Surgery to treat cervical cancer can affect your ability to have children. One of the benefits of surgery in young women is that sometimes their ovaries can be left. This keeps them from going through menopause at an early age. Talk with your provider about your treatment options and if you want to have children in the future.
Radiation Therapy
Radiation therapy is the use of high-energy x-rays to kill cancer cells. Radiation may be used:
- As the main treatment for cervical cancer.
- After surgery to kill any cancer cells left in your body.
- With chemotherapy (called concurrent chemoradiation), with the thought that the chemotherapy helps the radiation work better.
- To treat cervical cancer that has spread or that has come back after treatment (recurrent).
Radiation therapy for cervical cancer either comes from an external source (outside of the patient, called external beam radiation) or an internal source (inside the patient, known as brachytherapy). The type of radiation depends on the stage and type of tumor. Talk with your care team about whether radiation will be used in your treatment plan.
Chemotherapy
Chemotherapy is the use of anti-cancer medications to kill cancer cells. Not every case of cervical cancer will need chemotherapy.
Chemotherapy can be given:
- At the same time as radiation (concurrent chemoradiation). Examples are cisplatin, 5-fluorouracil (5-FU), or carboplatin.

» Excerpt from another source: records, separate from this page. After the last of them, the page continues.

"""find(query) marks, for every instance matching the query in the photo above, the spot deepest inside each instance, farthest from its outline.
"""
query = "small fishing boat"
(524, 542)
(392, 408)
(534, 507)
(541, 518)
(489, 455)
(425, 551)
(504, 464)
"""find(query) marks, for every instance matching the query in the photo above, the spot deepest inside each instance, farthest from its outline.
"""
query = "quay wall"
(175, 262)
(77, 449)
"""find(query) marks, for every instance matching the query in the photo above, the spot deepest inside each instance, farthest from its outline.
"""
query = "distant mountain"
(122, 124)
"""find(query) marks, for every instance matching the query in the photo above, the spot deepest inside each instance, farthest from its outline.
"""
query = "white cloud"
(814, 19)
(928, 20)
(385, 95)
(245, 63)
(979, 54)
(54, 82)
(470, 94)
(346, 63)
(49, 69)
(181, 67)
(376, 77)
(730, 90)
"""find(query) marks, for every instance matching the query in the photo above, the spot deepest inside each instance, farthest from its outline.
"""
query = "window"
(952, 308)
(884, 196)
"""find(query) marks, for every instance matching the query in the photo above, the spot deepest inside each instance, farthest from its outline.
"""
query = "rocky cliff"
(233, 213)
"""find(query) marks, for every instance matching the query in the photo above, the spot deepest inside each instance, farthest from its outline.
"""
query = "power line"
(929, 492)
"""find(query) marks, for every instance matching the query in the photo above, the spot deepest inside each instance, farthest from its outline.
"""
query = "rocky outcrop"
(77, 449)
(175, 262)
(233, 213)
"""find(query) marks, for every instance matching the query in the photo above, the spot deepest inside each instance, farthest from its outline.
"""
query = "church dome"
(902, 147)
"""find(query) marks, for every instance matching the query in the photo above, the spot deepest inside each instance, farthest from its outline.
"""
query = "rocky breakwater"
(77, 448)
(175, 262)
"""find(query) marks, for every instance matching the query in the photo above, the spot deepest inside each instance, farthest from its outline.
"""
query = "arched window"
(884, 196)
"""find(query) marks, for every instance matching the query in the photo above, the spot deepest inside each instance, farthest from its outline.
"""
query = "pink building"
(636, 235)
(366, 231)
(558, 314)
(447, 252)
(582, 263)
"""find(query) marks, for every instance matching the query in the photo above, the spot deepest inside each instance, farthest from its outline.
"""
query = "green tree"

- For cervical cancer that has spread or come back. Examples are cisplatin, carboplatin, paclitaxel, topotecan, docetaxel, ifosfamide, 5-fluorouracil (5-FU), irinotecan, gemcitabine, and mitomycin.
Targeted Therapy
Targeted therapy medications attack certain genes and proteins found on cancer cells. Your tumor may be tested for certain genetic markers that can be treated with targeted therapy medications. Targeted therapy medications used for cervical cancer are bevacizumab and tisotumab vedotin-tftv. There are more targeted therapies being studied in clinical trials.
Immunotherapy
Immunotherapy is the use of a person's own immune system to kill cancer cells. An example of an immunotherapy medication that may be used to treat cervical cancer is pembrolizumab. Your tumor may need to be tested to make sure immunotherapy medications will work for you.
Clinical Trials
You may be offered a clinical trial as part of your treatment plan. To find out more about current clinical trials, visit the OncoLink Clinical Trials Matching Service.

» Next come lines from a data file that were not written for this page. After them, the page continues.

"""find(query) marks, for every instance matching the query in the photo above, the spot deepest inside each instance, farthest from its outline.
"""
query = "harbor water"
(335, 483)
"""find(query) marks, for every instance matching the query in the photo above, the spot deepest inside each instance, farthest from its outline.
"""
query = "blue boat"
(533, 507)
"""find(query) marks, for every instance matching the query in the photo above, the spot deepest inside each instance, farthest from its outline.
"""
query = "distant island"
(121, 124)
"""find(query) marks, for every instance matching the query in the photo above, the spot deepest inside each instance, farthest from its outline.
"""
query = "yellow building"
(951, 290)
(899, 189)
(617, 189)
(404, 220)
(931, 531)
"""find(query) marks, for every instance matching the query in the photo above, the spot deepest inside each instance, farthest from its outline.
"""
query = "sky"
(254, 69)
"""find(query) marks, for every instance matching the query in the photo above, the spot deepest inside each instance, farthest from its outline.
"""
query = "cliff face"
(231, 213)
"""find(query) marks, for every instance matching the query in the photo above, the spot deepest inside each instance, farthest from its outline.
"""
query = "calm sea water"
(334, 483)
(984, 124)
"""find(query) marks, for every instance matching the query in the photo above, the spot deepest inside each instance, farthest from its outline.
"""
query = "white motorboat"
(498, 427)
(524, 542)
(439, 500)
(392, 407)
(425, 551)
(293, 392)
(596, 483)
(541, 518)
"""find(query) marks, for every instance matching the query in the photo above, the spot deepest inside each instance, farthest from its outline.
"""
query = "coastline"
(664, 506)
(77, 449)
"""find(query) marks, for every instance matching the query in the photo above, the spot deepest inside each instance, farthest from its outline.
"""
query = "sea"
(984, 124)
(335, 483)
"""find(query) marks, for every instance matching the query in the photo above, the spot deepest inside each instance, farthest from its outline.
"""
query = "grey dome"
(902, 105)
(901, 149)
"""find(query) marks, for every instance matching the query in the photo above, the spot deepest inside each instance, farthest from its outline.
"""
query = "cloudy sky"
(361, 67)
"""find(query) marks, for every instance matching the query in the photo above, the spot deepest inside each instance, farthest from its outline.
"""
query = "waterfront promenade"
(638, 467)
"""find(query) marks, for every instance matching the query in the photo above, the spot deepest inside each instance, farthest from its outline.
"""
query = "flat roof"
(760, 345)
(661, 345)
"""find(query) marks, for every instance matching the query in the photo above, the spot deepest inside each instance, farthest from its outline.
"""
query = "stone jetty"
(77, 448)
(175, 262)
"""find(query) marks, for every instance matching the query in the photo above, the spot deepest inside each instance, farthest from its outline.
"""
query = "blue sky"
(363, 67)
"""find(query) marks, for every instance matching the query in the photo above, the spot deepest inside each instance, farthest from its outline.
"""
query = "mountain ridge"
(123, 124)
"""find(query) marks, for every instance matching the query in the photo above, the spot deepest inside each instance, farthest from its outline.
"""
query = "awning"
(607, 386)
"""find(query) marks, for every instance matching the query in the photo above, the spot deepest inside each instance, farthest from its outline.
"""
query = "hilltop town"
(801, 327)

Making Treatment Decisions
Your care team will make sure you are included in choosing your treatment plan. This can be overwhelming as you may be given a few options to choose from. It feels like an emergency, but you can take a few weeks to meet with different providers and think about your options and what is best for you. This is a personal decision. Friends and family can help you talk through the options and the pros and cons of each, but they cannot make the decision for you. You need to be comfortable with your decision – this will help you move on to the next steps. If you ever have any questions or concerns, be sure to call your team.